Visiting museums can also facilitate inner richness, provided the voices of the insensitive don’t increase, and the guards enforce silence. Without it, one cannot contemplate a work of art, or one only runs to photograph it without capturing a deep impression. Reading in silence is one of the most valued simple pleasures; attending a classical music concert seems like a ritual, from the entrance, the carpets, the padded walls, the whispered conversations… until the lights go out, and the conductor imposes complete silence after having called for the attention of the orchestra conductors. And there is nothing more unpleasant than the nervous coughs or an inopportune cell phone ringing from an insensitive person.
Christian meditation
Christian meditation brings out the best in a person during the best time of day, when we enter the silence of the church to pray or adore Jesus Christ present in the Eucharist. However, it is not easy to enter into paths of prayer without seeking a few minutes of exterior and interior silence to center the mind and heart, seeking dialogue with God.
And it begins with listening, which begins with the eyes and the ears, aided by an act of God’s presence, or by opening the Gospel to situate oneself as a figure in the audience. The Book of Revelation says: “When the seventh seal was opened, there was silence in heaven for about half an hour” (Rev. 8:1).
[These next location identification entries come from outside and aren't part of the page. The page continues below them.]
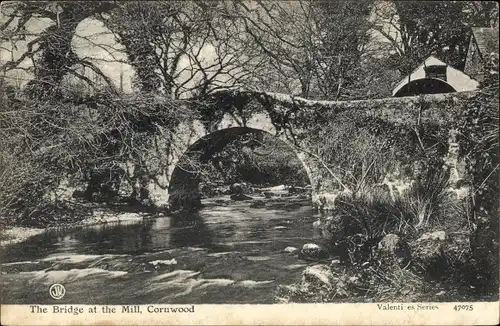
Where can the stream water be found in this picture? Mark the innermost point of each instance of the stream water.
(226, 253)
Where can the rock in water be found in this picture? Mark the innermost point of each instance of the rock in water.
(290, 250)
(318, 275)
(429, 251)
(438, 235)
(240, 197)
(258, 203)
(391, 249)
(236, 189)
(311, 251)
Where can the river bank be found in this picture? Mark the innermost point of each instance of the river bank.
(12, 234)
(229, 253)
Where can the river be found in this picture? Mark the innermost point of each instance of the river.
(225, 253)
This is how a saint of our time expressed it: “The life of prayer must also be based on a few moments each day, dedicated exclusively to dealing with God; moments of conversation without the noise of words, next to the Tabernacle whenever possible, to thank the Lord for waiting—just like that!—for twenty centuries. Mental prayer is that dialogue with God, heart-to-heart, in which the whole soul participates: intelligence and imagination, memory and will. A meditation that contributes to giving supernatural value to our poor human life, our ordinary daily life” [i].
When one has a distorted idea of religion, and Christianity in particular, it may seem that prayer is talking to oneself, not to God, as Kant thought, Feuerbach as a mirror of one’s own feelings, or Freud as a sublimation of the subconscious. These agnostic or atheistic positions do not believe that God is real or that prayer leads to improved relationships with others. On the contrary, prayer represents the greatest affirmation of the greatness of the human person who is capable of speaking to God.
The Catechism emphasizes silence as a reality of dialogue with God and the mystery of human life: “Contemplation is silence, this ‘symbol of the world to come’ or ‘silent love’. Words in contemplative prayer are not discourses, but branches that feed the fire of love. In this silence, unbearable for ‘external’ man, the Father makes known to us his incarnate Word, suffering, dead and risen, and the filial Spirit makes us sharers in the prayer of Jesus” [ii].
With faith and art, Saint John of the Cross spoke of sonorous solitude as a gift to those who cultivate creative silence, as opposed to those who are drunk with noise:
“My Beloved the mountains,
the lonely wooded valleys,
the strange islands,
the sonorous rivers,
the whistling of the loving airs,
the calm night
in pairs with the rising of the dawn,
the quiet music,
the sonorous solitude,
the dinner that recreates and enchants” [iii].
***
[i] St. Josemaría, Christ is Passing By, Rialp, no. 119.
[ii] Catechism of the Catholic Church, n. 2717.